Wednesday, February 10, 2016

Five Thoughts from Someone Else's Hospital Bed

I'm going to try something new. Rather than write, edit, revise offline and then post online, I'm just going to write, directly into the post and see what happens.

Let's call this one: Random observations from a hospital bed.... not mine.

Well, the observations are mine but the bed isn't. I'm sitting in Boston Children's Hospital while my son recovers from elbow reconstruction - an old broken elbow that never healed properly. While he sleeps, I think.

  •  I was walking back to the hospital after grabbing a quick dinner and I passed by a nurse who was headed home, and I thought, what an emotionally difficult job it must be to be a nurse. To come in each day and be such a positive force for these sick kids, and then to go home and to try not to worry about all those kids, and then to come back the next day and do it again, and again, and again. And then I imagined what it must be like for pediatric oncology nurses who take care of some of the sickest kids, day in, day out. Wow.
  • I think I'm finally over my scan results, and all it took was one Facebook post. (In that post, a woman was celebrating that her scans showed her tumors had waxed and waned to nothing.) Well, that helped, but so did a good therapy session, a talk with Stacy and a little time. The thing is: I was kind of expecting perfect scans which showed no growth at all. And when that didn't happen, it upset my universe -- or at least my solar system. And it took a little while for the planets to realign.

    See, I had decided that I'd make it through my 50s without any more treatment. And when the scans showed a little growth, this brought the possibility of treatment back into the picture, and I'm nowhere near 60. But I realize now that trying to make it through my 50s is about as wrong a plan as I could have. At best, it sets me up for disappointment; at worst it turns me into a calendar watcher, wishing and coaxing the years away for what? To hit some random goal? Sure, I hope the next scans show nothing, but if that's not the case, we'll deal with it then. In the meantime, I'm not going to wish for that day to get here any sooner. The future will be here soon enough.
  • How do you know if a teenager is feeling better? He asks for his phone.
  • Sometimes life is not about getting things done; it's about letting things happen.
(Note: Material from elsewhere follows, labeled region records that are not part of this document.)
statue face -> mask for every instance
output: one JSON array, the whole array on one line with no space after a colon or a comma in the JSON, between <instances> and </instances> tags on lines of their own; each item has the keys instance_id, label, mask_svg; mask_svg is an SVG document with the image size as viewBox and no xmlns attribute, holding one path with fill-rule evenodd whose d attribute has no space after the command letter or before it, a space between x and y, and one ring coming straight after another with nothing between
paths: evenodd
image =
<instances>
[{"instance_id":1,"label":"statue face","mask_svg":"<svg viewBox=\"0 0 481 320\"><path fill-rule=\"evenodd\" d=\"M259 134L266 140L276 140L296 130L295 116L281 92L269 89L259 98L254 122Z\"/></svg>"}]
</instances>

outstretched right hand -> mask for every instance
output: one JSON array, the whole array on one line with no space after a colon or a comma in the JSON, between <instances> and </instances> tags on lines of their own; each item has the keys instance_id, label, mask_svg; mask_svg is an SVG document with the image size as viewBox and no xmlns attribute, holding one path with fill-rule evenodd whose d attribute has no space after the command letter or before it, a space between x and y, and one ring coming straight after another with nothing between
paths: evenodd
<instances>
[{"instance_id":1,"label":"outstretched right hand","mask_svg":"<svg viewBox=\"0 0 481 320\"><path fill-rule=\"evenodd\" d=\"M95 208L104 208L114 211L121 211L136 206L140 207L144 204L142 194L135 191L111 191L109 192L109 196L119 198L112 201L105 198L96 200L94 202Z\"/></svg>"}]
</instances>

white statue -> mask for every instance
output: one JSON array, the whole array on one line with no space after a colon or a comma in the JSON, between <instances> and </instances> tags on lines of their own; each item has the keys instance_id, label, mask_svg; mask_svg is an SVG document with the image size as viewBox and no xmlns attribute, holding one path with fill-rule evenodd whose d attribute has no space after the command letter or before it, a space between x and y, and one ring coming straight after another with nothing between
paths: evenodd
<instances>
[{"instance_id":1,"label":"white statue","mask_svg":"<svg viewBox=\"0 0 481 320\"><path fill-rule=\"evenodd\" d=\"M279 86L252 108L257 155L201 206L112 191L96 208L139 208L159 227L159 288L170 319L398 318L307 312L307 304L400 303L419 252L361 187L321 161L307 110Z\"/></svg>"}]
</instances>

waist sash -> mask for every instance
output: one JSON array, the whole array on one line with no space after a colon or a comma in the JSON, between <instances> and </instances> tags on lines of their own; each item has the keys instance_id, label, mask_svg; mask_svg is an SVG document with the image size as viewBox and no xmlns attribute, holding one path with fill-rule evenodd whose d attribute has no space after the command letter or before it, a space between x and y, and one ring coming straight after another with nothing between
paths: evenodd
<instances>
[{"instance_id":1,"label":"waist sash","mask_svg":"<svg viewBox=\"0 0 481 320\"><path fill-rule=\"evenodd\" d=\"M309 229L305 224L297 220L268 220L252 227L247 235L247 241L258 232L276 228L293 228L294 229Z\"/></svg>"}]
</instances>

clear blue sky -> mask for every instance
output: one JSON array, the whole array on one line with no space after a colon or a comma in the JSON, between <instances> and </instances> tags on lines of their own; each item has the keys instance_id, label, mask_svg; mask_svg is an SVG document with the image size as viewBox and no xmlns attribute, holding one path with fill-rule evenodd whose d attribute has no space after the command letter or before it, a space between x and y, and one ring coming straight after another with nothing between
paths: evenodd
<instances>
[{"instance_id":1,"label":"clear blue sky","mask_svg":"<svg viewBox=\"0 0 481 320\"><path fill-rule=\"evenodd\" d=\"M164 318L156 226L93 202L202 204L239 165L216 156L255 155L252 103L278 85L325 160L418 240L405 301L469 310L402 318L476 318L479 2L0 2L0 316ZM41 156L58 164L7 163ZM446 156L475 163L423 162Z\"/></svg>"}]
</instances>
I thought this the other day when I was getting irritated at the general lack of productivity in my house. I don't do well sitting around doing nothing -- no surprise to anyone who knows me. And the aggregate amount of sitting around in the Buller household that day was reaching epic proportions; it was driving me crazy. But then this idea popped into my head. Well, actually, Stacy talked me into going for a run, which I did, and then after I did that, then the idea popped into my head. Still, the point is, at work, productivity may matter a lot.  But at home, it's okay sometimes if stuff doesn't get done.
  • My dual identities of Dana-Farber patient and Dana-Faber employee may converge. We are beginning a podcast where cancer survivors talk about different post-diagnosis issues and I believe I'm going to be the host of it. I've been back and forth with the prospect of being so open about my dual identities but I think it will be good - both for us and for me.